Misalnya di Bogor, diberitakan bahwa dari 161 siswa baru SMAN 1 Bogor, hanya 4 siswa yang berasal dari daerah sekitar. Sedangkan yang lain justru berasal dari daerah luar zonasi yang menumpang KK warga sekitar agar bisa masuk lewat jalur zonasi di sekolah tersebut (Beritasatu.com, 13/7/2023).

Dugaan manipulasi data ini disinyalir karena orang tua yang sangat menginginkan anak-anak mereka diterima di sekolah favorit yang mereka inginkan (Tekno.tempo.co,15/7/2023).

Mengapa fakta ini bisa terjadi? Kekisruhan PPDB terjadi di sana-sini? Penyebabnya adalah kebijakan sistem zonasi.
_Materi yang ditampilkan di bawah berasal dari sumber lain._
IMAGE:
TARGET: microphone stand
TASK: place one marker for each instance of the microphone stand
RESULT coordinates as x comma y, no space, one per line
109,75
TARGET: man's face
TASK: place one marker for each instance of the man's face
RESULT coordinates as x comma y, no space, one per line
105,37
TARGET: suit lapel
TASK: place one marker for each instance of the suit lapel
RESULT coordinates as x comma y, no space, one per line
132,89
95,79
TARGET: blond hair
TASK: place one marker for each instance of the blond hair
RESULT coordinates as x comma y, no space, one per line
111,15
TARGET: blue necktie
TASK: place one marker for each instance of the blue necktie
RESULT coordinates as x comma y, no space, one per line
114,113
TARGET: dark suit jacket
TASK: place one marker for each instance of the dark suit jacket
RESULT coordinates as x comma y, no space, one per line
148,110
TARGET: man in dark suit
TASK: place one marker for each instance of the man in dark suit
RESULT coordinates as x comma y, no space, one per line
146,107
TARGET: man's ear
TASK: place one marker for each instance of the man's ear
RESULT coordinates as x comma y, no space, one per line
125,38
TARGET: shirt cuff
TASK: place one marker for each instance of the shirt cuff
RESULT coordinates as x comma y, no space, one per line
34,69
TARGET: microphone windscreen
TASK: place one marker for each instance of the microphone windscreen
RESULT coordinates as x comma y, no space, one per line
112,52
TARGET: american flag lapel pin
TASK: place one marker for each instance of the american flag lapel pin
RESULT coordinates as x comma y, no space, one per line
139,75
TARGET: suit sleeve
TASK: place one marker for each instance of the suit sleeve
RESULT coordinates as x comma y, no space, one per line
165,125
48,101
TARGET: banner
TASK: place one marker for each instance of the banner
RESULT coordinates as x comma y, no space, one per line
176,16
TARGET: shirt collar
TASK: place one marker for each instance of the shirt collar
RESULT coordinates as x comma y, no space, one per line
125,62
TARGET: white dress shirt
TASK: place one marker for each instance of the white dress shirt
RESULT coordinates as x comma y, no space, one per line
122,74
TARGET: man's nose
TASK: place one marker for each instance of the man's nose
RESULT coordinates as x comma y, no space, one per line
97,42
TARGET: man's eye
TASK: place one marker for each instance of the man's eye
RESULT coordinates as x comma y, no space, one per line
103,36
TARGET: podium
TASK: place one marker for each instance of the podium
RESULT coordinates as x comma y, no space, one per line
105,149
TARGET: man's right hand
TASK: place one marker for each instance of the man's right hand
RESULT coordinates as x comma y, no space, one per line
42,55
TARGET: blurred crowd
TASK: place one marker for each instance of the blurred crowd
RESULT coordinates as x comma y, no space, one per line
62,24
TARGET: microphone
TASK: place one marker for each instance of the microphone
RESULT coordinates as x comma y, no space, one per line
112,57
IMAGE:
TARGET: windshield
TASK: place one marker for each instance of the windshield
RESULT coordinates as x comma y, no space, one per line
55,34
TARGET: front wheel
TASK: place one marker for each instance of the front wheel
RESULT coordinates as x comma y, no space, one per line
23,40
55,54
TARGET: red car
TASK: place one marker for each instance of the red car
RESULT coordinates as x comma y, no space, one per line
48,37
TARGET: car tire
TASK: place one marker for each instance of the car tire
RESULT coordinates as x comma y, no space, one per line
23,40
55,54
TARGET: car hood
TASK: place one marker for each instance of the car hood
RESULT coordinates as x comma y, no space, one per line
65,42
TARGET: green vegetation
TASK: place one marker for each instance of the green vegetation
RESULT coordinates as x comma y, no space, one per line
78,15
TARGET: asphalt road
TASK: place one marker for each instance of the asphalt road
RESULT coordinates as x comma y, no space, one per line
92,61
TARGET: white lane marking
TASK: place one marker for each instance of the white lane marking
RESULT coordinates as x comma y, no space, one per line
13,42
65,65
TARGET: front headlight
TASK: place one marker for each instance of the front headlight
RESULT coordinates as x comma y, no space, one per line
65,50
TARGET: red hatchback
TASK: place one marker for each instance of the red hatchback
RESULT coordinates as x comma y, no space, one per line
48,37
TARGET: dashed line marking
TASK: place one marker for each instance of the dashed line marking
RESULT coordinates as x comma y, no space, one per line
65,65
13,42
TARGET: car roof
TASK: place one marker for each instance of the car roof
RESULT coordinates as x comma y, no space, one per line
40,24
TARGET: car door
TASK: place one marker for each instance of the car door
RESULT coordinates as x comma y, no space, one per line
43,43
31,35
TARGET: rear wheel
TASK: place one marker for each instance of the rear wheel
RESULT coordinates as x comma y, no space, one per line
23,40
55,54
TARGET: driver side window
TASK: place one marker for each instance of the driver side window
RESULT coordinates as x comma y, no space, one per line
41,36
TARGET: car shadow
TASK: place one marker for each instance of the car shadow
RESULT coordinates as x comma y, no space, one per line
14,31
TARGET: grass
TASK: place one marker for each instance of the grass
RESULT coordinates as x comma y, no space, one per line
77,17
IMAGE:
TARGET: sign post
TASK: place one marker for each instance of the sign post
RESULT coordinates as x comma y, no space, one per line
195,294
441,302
Dalam Peraturan Menteri Pendidikan dan Kebudayaan (Permendikbud) Nomor 14 Tahun 2018, disebutkan bahwa sekolah yang diselenggarakan oleh pemerintah daerah wajib menerima calon peserta didik yang berdomisili pada radius zona terdekat dari sekolah paling sedikit sebesar 90 persen dari total jumlah keseluruhan peserta didik yang diterima. 

Mendikbud menuturkan, kebijakan zonasi diambil sebagai respon atas terjadinya kastanisasi atau kesenjangan dalam dunia pendidikan dimana seleksi penerimaan siswa baru dilakukan dengan cara tes intelektual sehingga ada yang digolongkan sebagai sekolah favorit dan sekolah tidak favorit, stigma inilah yang sebenarnya ingin diubah melalui sistem zonasi ini.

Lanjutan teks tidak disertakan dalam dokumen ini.